Item Details

Title: Re-emergence of Cassava Brown Streak Disease in Uganda

Date Published: 2007
Author/s: T. Alicai and C. A. Omongo, M. N. Maruthi and R. J. Hillocks, Y. Baguma, R. Kawuki, A. Bua, and G. W. Otim-Nape, J. Colvin
Data publication:
Funding Agency : The UK Department for International Development (DFID), Projects R8227 and R8303, Crop Protection Programme (CPP), and the Ugandan National Agricultural Research Organisation (NARO)
Copyright/patents/trade marks: The American Phytopathological Society
Journal Publisher: Plant Disease Journal
Affiliation: Namulonge Crops Resources Research Institute, P.O. Box 7084, Kampala, Uganda, Natural Resources Institute, University of Greenwich, Chatham Maritime, Kent
ME4 4TB, UK,
Keywords: Begomovirus, Bemisia tabaci, CMD

Abstract:

During November 2004, veinal chlorosis on mature cassava leaves, typical of cassava brown
streak disease (CBSD), was observed at Mukono in central Uganda.

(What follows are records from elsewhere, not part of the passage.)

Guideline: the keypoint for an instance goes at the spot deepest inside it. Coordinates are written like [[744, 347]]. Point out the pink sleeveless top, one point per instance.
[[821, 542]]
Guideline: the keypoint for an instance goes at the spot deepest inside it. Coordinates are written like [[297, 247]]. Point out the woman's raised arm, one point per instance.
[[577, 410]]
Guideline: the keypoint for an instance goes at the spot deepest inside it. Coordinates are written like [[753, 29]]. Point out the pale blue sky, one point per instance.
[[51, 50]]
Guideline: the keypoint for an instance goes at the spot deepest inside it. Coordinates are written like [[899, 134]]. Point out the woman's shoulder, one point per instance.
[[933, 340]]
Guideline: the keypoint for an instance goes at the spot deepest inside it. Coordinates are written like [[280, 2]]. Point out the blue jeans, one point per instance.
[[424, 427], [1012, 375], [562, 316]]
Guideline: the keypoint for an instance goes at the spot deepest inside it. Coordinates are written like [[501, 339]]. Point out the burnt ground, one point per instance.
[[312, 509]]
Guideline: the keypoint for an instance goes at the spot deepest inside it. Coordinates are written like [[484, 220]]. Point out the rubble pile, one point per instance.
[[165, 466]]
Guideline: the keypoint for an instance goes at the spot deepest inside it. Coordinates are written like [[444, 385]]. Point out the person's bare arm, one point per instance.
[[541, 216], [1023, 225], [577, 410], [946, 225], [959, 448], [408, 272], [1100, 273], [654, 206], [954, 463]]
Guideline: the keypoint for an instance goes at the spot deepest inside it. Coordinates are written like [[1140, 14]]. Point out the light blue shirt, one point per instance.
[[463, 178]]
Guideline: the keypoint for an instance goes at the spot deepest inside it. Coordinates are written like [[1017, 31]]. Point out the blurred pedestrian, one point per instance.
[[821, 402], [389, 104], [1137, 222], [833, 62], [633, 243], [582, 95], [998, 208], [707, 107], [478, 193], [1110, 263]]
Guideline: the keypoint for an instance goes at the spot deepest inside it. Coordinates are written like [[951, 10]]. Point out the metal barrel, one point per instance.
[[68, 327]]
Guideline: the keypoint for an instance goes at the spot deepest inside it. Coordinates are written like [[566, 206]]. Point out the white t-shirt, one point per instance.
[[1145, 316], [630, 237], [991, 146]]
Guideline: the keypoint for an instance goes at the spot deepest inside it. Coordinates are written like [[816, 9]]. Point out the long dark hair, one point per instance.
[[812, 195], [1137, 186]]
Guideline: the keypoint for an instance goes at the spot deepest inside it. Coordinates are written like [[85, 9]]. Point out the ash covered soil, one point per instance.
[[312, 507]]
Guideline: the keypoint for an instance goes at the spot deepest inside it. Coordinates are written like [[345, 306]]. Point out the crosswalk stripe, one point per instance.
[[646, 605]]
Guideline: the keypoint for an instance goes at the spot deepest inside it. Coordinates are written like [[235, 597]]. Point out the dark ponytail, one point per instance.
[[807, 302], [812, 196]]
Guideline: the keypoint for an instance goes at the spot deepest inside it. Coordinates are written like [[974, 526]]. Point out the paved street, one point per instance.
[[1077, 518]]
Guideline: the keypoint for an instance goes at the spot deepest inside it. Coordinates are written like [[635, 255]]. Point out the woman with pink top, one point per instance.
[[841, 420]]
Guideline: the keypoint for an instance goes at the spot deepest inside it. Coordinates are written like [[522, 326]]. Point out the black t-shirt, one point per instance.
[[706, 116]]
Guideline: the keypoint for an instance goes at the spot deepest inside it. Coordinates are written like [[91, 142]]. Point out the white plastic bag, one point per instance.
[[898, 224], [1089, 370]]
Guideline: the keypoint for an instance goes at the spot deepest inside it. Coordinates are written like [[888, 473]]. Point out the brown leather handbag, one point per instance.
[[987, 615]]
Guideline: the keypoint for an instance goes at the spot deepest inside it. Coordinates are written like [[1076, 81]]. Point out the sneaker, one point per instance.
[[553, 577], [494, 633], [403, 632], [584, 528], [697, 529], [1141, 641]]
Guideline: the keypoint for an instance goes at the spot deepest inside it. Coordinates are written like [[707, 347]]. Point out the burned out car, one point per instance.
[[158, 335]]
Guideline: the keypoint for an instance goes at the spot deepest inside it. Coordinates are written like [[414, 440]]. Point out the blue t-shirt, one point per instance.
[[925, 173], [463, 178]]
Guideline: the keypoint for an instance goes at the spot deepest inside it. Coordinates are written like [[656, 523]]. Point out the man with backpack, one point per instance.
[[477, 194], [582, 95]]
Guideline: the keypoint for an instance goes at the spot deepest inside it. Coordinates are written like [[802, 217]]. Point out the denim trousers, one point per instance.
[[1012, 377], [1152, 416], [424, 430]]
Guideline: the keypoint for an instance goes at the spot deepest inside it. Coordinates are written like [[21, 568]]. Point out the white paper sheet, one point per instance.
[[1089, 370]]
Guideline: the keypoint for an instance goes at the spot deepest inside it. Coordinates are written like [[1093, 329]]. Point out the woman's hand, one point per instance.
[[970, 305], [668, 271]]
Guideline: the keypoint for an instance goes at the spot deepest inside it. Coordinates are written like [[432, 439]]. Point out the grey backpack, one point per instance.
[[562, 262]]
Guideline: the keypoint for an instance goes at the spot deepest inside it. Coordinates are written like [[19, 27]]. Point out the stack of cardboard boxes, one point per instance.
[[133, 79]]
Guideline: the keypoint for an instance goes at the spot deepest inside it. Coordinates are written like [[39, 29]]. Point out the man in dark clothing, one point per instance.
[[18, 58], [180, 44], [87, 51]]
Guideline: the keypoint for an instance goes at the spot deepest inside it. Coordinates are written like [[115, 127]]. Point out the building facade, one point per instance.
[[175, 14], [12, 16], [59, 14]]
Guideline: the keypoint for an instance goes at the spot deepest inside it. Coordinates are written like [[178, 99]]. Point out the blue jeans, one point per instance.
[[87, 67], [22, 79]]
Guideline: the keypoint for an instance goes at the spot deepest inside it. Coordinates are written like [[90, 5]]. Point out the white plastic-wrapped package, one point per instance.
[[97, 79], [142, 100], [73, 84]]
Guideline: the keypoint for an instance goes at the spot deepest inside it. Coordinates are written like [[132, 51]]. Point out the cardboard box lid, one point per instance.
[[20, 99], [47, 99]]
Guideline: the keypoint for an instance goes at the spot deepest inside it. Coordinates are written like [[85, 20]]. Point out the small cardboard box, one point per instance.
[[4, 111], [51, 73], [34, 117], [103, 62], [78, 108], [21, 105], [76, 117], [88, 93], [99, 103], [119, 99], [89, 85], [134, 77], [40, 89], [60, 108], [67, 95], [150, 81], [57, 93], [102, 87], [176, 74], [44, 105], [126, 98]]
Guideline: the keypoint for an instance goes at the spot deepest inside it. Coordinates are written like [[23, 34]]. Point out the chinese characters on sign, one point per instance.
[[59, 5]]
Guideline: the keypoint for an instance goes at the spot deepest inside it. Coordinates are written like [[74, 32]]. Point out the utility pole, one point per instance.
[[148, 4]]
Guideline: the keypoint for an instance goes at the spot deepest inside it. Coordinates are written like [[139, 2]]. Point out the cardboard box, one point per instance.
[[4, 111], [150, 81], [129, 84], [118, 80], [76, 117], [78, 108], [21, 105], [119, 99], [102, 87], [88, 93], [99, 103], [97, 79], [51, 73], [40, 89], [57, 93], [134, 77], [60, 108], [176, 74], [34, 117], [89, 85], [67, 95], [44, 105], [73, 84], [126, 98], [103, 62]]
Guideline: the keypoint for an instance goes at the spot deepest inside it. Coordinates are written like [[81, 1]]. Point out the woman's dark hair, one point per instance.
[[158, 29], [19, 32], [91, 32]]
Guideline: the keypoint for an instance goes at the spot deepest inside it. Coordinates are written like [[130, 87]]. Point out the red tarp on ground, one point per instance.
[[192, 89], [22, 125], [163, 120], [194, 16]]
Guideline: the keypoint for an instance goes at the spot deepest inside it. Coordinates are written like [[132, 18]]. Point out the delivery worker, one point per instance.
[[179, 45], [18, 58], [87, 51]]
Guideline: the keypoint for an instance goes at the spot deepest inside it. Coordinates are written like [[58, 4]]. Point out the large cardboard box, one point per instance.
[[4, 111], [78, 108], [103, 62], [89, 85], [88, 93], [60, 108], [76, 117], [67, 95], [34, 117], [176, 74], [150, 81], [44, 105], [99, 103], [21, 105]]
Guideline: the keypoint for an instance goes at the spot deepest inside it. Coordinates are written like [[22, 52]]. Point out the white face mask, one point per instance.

Five out of 11 cultivars at
the site showed CBSD symptoms (incidence range 4 to 64%). In a survey of farmers’ fields,
CBSD was observed in Wakiso and Mukono districts. Incidence of cassava mosaic disease was
also recorded and averaged 60% for landraces (range 16.7 to 100%) and 20% for resistant varieties (range 0 to 65%). Leaf samples of plants with CBSD symptoms produced an amplicon of
222 bp using reverse transcription–polymerase chain reaction with primers that amplify a fragment of the coat protein (CP) gene of Cassava brown streak virus. Sequence comparisons based
on the amplified CP gene fragment indicated that the isolates have 77 to 82.9% nucleotide and
43.9 to 56.8% amino acid identity with those from Mozambique and Tanzania. There was 95.9
to 99.5% nucleotide and 85.1 to 90.5% amino acid identity among the Ugandan isolates. These
results confirm the re-emergence of CBSD in Uganda after it was first observed in the 1930s in
cassava introduced from Tanzania and controlled by eradication. Prior to this report, CBSD was
known to be restricted to the coastal lowlands of East Africa.